Thursday, July 31

Missing The Drama

So, I should be a senior in highschool this year. However, with two months left of my summer, the only thing I have to look forward to is another greuling quarter at the local community college. But that's great, right? Starting college early and all is a fantastic opportunity. Riiight.

Being seventeen and in college is nowhere near as fun as I thought it would be! It's hard work, and I'm having one hell of a time fitting in. Everybody is older. No big deal, I thought- age doesn't matter. And truly, it doesn't. Age is nothing but a number. However, at this point in my life, being surrounded by people who are older than myself, I suddenly feel very inexperienced. Someone very dear to me calls me a 'naive little writer'. I never really thought about it...it was just cute. But damn, does being in college at seventeen make me feel naive!

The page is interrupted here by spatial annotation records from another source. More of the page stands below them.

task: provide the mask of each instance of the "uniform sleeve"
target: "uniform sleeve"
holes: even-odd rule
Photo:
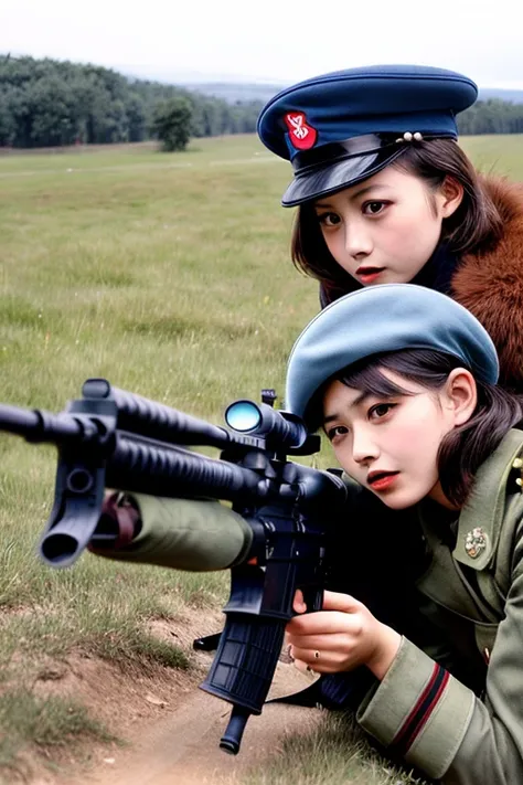
[[[226,570],[249,552],[253,530],[218,501],[129,496],[140,513],[140,533],[125,548],[96,551],[97,555],[209,572]]]
[[[484,700],[404,638],[357,712],[371,735],[445,785],[523,783],[522,539],[520,524]]]

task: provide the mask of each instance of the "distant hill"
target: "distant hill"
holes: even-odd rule
[[[267,84],[263,82],[188,82],[180,86],[195,91],[196,93],[212,95],[215,98],[222,98],[230,104],[235,104],[237,100],[256,100],[265,104],[276,95],[276,93],[279,93],[288,85]],[[480,100],[499,98],[500,100],[509,100],[514,104],[523,104],[523,89],[480,87],[479,98]]]
[[[195,93],[212,95],[214,98],[222,98],[228,104],[235,104],[237,100],[256,100],[265,104],[276,93],[284,89],[286,85],[265,84],[263,82],[186,82],[180,84],[180,87],[185,87]]]
[[[480,100],[489,100],[489,98],[500,98],[501,100],[510,100],[513,104],[523,104],[523,89],[497,89],[495,87],[480,87]]]

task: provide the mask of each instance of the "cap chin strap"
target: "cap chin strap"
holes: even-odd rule
[[[453,134],[430,134],[424,136],[420,131],[405,131],[403,136],[395,134],[364,134],[363,136],[351,137],[343,141],[333,141],[328,145],[314,147],[311,150],[297,152],[292,158],[292,169],[295,174],[303,174],[317,168],[323,168],[329,163],[337,163],[348,158],[360,158],[375,152],[382,152],[386,148],[394,148],[397,145],[413,141],[428,141],[429,139],[456,139]]]

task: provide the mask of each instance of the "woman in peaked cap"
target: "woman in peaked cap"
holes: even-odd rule
[[[292,259],[322,307],[386,283],[448,294],[492,336],[501,383],[523,390],[523,188],[480,176],[457,145],[477,95],[442,68],[351,68],[276,95],[258,134],[291,162]]]

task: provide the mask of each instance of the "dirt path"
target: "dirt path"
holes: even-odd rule
[[[308,683],[308,682],[307,682]],[[306,685],[290,665],[278,666],[271,696]],[[290,688],[290,690],[289,690]],[[231,707],[195,690],[163,719],[139,729],[131,749],[116,751],[89,775],[63,785],[227,785],[238,783],[247,768],[278,754],[286,733],[305,733],[320,719],[314,709],[285,703],[268,704],[252,717],[237,756],[218,747]]]

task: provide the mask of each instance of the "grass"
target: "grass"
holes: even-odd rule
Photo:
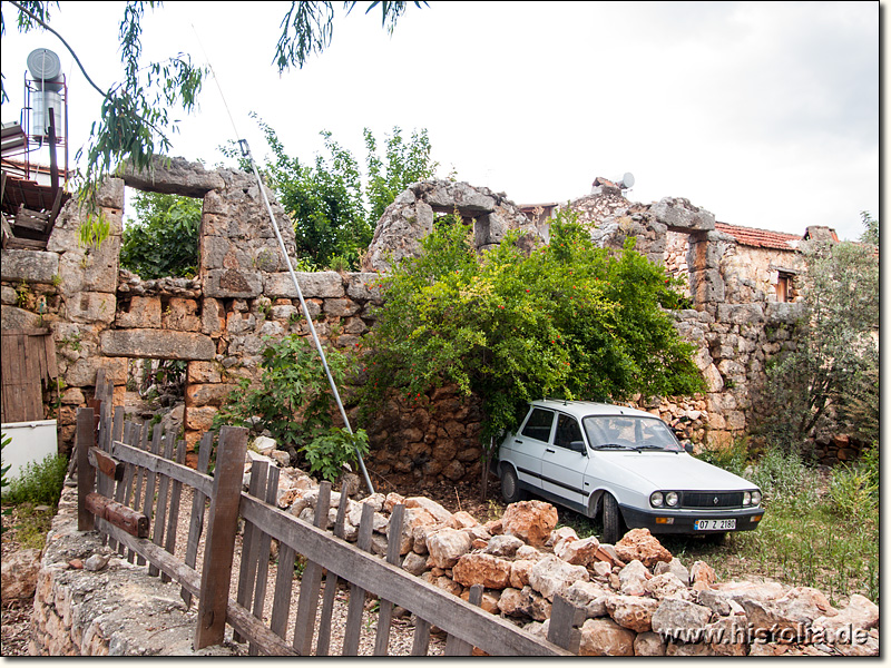
[[[764,491],[764,519],[755,531],[723,542],[696,536],[659,541],[689,567],[706,561],[722,580],[757,577],[820,589],[833,605],[852,593],[879,603],[878,452],[856,466],[836,468],[828,480],[794,454],[766,451],[754,464],[726,453],[727,468],[746,473]],[[561,523],[580,537],[599,533],[588,518],[569,511]]]
[[[3,477],[4,540],[25,549],[43,549],[67,471],[63,456],[49,455],[25,466],[12,480]]]
[[[56,508],[20,503],[8,509],[11,512],[3,520],[3,540],[9,540],[23,550],[42,550],[47,543],[47,533],[52,524]]]

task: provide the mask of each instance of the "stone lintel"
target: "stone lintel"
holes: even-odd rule
[[[101,333],[99,344],[109,357],[213,360],[216,354],[213,340],[194,332],[109,330]]]

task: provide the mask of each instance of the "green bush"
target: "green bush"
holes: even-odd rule
[[[68,461],[63,456],[49,454],[41,462],[31,462],[10,481],[3,502],[56,505],[67,473]]]
[[[137,193],[136,220],[124,227],[120,266],[143,279],[192,277],[198,266],[202,199]]]
[[[634,250],[597,248],[572,214],[548,246],[526,253],[507,235],[481,258],[473,232],[441,222],[420,257],[382,277],[384,304],[366,346],[373,410],[389,391],[411,402],[454,383],[482,399],[483,443],[517,426],[527,401],[624,400],[704,389],[665,308],[665,271]]]
[[[811,477],[801,455],[774,446],[761,455],[748,479],[761,488],[770,501],[795,497]]]
[[[254,387],[247,379],[238,382],[214,418],[214,429],[229,424],[248,428],[256,435],[268,431],[282,450],[304,453],[313,473],[335,480],[342,464],[355,463],[356,451],[368,452],[368,435],[333,425],[334,399],[317,351],[292,334],[267,337],[262,356],[260,382]],[[336,348],[329,348],[325,356],[334,382],[342,387],[350,360]]]

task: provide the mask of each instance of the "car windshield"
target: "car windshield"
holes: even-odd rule
[[[683,451],[672,430],[656,418],[589,415],[581,422],[595,450]]]

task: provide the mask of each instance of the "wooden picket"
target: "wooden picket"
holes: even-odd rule
[[[305,522],[276,507],[278,469],[267,462],[254,462],[248,491],[242,492],[246,430],[221,430],[210,477],[209,434],[200,440],[198,469],[189,469],[184,465],[185,443],[176,441],[175,431],[163,433],[156,425],[149,438],[147,424],[125,422],[123,411],[111,410],[112,392],[110,383],[102,386],[98,440],[92,409],[78,411],[78,528],[97,529],[112,549],[121,554],[126,551],[130,561],[134,556],[137,563],[147,561],[149,574],[176,581],[187,605],[198,598],[196,649],[222,642],[228,623],[236,640],[247,641],[252,656],[356,656],[366,598],[374,597],[379,600],[375,656],[389,652],[396,606],[413,615],[412,656],[429,652],[432,627],[447,633],[448,656],[469,656],[473,648],[492,656],[565,656],[577,651],[579,632],[575,627],[584,613],[559,597],[554,601],[548,640],[542,640],[480,609],[482,587],[471,588],[470,599],[464,601],[402,570],[404,507],[395,505],[391,512],[386,554],[381,559],[372,553],[372,505],[362,508],[358,541],[350,543],[343,538],[346,494],[341,494],[333,528],[327,527],[331,483],[320,485],[314,520]],[[179,559],[175,554],[176,527],[184,487],[190,489],[193,501],[188,540],[180,548],[185,558]],[[97,499],[107,503],[97,503]],[[89,509],[101,512],[105,519],[94,517]],[[228,592],[239,519],[245,529],[237,591],[232,600]],[[148,531],[146,538],[138,538],[138,531],[133,530],[136,520],[141,525],[150,523],[150,538]],[[198,573],[195,569],[205,529],[204,562]],[[273,540],[278,542],[278,560],[272,576],[272,609],[267,610]],[[303,572],[297,600],[292,601],[297,560],[303,563]],[[336,592],[343,587],[349,587],[349,600],[343,642],[337,651],[332,648],[331,620]],[[268,625],[263,621],[266,615]],[[292,621],[293,636],[288,637]]]

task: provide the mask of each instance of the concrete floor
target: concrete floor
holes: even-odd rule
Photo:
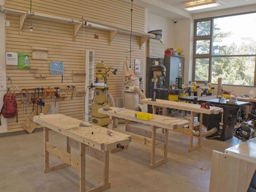
[[[50,139],[65,147],[65,137],[51,131]],[[154,169],[147,166],[150,149],[143,145],[131,142],[128,149],[111,154],[111,188],[105,191],[208,191],[213,150],[224,151],[237,144],[235,139],[226,142],[204,139],[201,148],[189,153],[188,135],[171,132],[169,140],[168,162]],[[157,152],[163,147],[157,145]],[[73,168],[44,174],[43,149],[42,130],[31,135],[25,131],[0,134],[0,191],[79,191],[79,175]],[[52,164],[59,162],[54,157],[51,160]],[[103,165],[87,156],[86,161],[89,189],[102,183]]]

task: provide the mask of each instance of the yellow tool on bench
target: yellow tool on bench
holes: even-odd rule
[[[135,116],[136,119],[144,121],[149,121],[153,119],[153,114],[144,112],[135,112]]]

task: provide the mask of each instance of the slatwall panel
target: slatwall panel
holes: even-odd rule
[[[82,16],[90,19],[111,25],[120,26],[129,29],[130,25],[130,4],[121,1],[50,1],[33,0],[33,11],[65,18],[80,19]],[[29,1],[6,0],[6,7],[8,8],[27,11]],[[144,10],[135,7],[134,9],[135,30],[144,31]],[[83,50],[95,51],[95,63],[104,61],[106,67],[112,67],[118,70],[116,76],[110,73],[108,85],[110,91],[115,100],[122,97],[122,67],[124,59],[129,57],[130,37],[118,34],[109,45],[109,33],[107,31],[82,27],[77,34],[76,40],[73,40],[73,26],[55,23],[41,19],[33,19],[34,31],[29,30],[30,20],[25,21],[23,35],[19,35],[19,18],[17,16],[7,14],[6,19],[10,21],[11,26],[6,28],[6,51],[22,52],[30,54],[30,65],[32,68],[38,68],[37,73],[45,74],[46,79],[35,78],[34,73],[29,70],[17,70],[7,66],[7,75],[12,77],[14,86],[19,90],[32,88],[36,87],[59,86],[75,85],[78,91],[85,91],[85,83],[74,83],[72,81],[73,72],[85,71],[85,56]],[[95,33],[99,36],[94,38]],[[140,58],[141,73],[142,76],[144,63],[144,48],[140,49],[140,38],[133,37],[132,50],[134,51],[132,59]],[[32,60],[32,47],[48,48],[48,60]],[[63,82],[61,77],[50,75],[51,61],[61,61],[65,65]],[[84,97],[74,97],[71,99],[71,92],[64,91],[62,94],[68,96],[60,102],[60,112],[77,117],[84,119]],[[33,94],[32,94],[33,96]],[[21,100],[21,98],[18,98]],[[48,99],[47,104],[54,103],[54,100]],[[18,101],[18,122],[15,119],[9,119],[8,121],[8,131],[13,132],[23,130],[21,125],[27,118],[25,111],[22,110],[21,101]]]

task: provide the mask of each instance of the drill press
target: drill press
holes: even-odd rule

It's difficult too, to be myself and still try to be accepted. Most of my classmates don't know my age. I've always passed as being a little older than I am, so they assume I'm 19-20. But there are other problems with that, such as an inability to hang out with most people (men, especially) over 18. I don't mind, but they do, once they find out that I'm a minor. And while I'm not interested in romantic involvement, it puts a block on a lot of friendships, too.

Anyway, the summer is nearing an end, and I'm not at all looking forward to this quarter. I have one more biology class to take, and some philosophy and psychology classes that look interesting, as well as an ancient & medieval art class that looks fantastic. And yet, I'm going to miss my old friends, and the general drama of highschool!

I hated all that drama and nonsense while I was there, and never really got into any of it. It seemed pointless and immature. But being away from it all...I miss just being around the stupidity, even if I didn't partake (much!) in it. Sure, I'll be going back for my best friend's prom, but I don't get to see her every day like I used to either, and that's really irritating. I've just boughten my prom dress. I wish I was still around my old friends, though. It feels as though I should be worrying about dances and parties and SATs, and instead I've spent the last year worrying about passing college classes.

I guess some things just aren't all they're made out to be. But...this is an opportunity I couldn't pass up. This is my future I'm talking about. So I can't regret the decision to leave highschool two years early....right?